Monday, December 15, 2014

All You Need is Love

[Blog entry written by Mark Bonnema]

“You can’t live on love…” This phrase passed down from generation to generation is often spoken with intent to motivate and spur young couples to make sure they consider life beyond their intensive affectionate stage and ensure they have the financial means to pay their bills and begin life largely self-sufficiently. But what happens when life takes your ability to work, your vocation, and means of livelihood and warps and twists them like lawn ornaments in a tornado? What happens when it seems all you have left is love?

Ashley is a fighter. A brave, fearless, often blindly determined fighter. Tell her she cannot do something and she will work all the harder. Music, schooling, teaching, writing, maintaining extensive friendship networks, she does it all with grace and ease. I am often amazed and even a bit jealous with how easy she makes being successful in life look. The recent exacerbation of Ashley’s lung infection (a chronic part of living with cystic fibrosis) has taken its toll on Ashley’s ability to make music, teach, go to school, and even maintain close friendships beyond text messaging. It's heartbreaking to see the activities she loves so much in life lie just out of her reach. Her health is keeping her tired, worn down, short of breath, and fighting just to heal. There is no time left for her to welcome students into her studio, to practice for her graduate vocal recital, or to sing with her favorite group of singers (the marvelous South Dakota Chorale, of course!).  Beyond breathing and trying to fight infection, sometimes it seems all Ashley has left to live on is… love.

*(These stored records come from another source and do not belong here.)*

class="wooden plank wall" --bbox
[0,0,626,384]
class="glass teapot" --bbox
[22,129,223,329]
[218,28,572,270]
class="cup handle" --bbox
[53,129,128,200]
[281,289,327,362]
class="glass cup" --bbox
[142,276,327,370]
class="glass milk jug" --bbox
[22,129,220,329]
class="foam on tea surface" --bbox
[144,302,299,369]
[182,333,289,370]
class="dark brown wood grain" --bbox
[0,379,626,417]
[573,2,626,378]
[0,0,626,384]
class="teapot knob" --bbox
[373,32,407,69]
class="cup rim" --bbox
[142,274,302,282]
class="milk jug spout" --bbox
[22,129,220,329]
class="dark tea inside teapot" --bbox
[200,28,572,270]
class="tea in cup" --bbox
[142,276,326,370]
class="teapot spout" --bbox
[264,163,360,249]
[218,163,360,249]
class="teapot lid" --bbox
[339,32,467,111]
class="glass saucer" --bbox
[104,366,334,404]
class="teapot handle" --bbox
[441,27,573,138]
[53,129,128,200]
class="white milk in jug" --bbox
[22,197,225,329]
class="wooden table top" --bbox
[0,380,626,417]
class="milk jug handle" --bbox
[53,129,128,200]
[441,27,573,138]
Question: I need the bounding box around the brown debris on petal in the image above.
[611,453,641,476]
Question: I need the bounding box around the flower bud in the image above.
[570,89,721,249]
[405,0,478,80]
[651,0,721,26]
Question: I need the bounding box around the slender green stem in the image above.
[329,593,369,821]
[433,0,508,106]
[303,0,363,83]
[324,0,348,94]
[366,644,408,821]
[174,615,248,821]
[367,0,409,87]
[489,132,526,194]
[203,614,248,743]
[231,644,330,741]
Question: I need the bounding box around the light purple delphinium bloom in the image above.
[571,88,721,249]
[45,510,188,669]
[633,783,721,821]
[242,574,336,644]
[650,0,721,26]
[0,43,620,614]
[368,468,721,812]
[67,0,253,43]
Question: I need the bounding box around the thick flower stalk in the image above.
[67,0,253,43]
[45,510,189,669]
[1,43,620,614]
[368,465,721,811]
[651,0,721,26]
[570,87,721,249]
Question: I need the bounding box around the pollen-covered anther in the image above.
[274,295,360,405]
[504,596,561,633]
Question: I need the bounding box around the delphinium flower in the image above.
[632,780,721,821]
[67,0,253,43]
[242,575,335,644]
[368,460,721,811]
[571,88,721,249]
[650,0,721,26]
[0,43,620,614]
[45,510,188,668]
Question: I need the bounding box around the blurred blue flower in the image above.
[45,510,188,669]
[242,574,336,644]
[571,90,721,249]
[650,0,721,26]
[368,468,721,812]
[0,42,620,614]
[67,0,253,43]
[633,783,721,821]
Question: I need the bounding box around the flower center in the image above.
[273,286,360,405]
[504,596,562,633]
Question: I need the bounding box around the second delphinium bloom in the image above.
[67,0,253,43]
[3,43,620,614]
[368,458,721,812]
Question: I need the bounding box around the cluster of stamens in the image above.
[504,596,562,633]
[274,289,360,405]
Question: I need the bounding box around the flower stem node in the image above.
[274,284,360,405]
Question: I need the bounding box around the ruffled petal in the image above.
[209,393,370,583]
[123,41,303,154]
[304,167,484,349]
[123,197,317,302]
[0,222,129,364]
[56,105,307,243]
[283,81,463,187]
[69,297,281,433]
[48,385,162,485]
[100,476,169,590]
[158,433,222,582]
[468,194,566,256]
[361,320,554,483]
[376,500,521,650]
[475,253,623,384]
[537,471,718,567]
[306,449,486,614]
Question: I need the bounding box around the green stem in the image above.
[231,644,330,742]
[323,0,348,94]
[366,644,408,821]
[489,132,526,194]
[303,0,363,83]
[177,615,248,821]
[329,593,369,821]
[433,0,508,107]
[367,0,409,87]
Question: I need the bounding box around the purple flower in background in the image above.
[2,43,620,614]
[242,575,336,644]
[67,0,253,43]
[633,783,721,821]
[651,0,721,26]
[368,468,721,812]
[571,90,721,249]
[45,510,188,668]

Throughout the years we have dated and been married, Ashley’s health trials have provided difficult experiences that have taught us many invaluable lessons about how to live life. Take nothing for granted. Live fully today, but be prepared for whatever tomorrow may bring. Never give up. And finally, treasure your loved ones, hold them close – the time may arise when you need to lean on them and allow them to hold you close in return. This last lesson is one we have been experiencing daily over the past few months. As Ashley’s health has declined, we have not been able to keep up our lives as usual. School and work have taken backseat to getting Ashley through each new day. Teaching and practicing music have become dreams of treasured life-giving ventures Ashley hopes to return to someday. Cooking, dishes, laundry, decorating for Christmas… again, secondary to making sure Ashley is able to maintain her health. It seems we have been forced into a situation of “living on love.”  
Fortunately for us, we are blessed beyond measure. We could never count, add, figure, or determine the amount of support and love we have received from our family and friends. When life was turned upside-down and we found ourselves with an hour’s notice before heading to the hospital in Minneapolis for two weeks, nearly everyone we knew reached out with offers large and small seeking to help in ways we never knew possible, and most of all, ensure we knew we had immeasurable love and support. Blessing is a word with new meaning for us, as is the phrase, “living on love.”  When forced to live on the love, generosity, and kindness of others, the phrase takes on a meaning as beautiful as a glimpse of the sun in the mid bleak winter. Thank you to each and every one of you who have helped to fill this current time of uncertainty, fear, with love, support, laughter, and joy. You are incredible.

  (Ashley singing a few lines for the first time in weeks.)

Look in the mirror – you are incredible. Thanks for your love.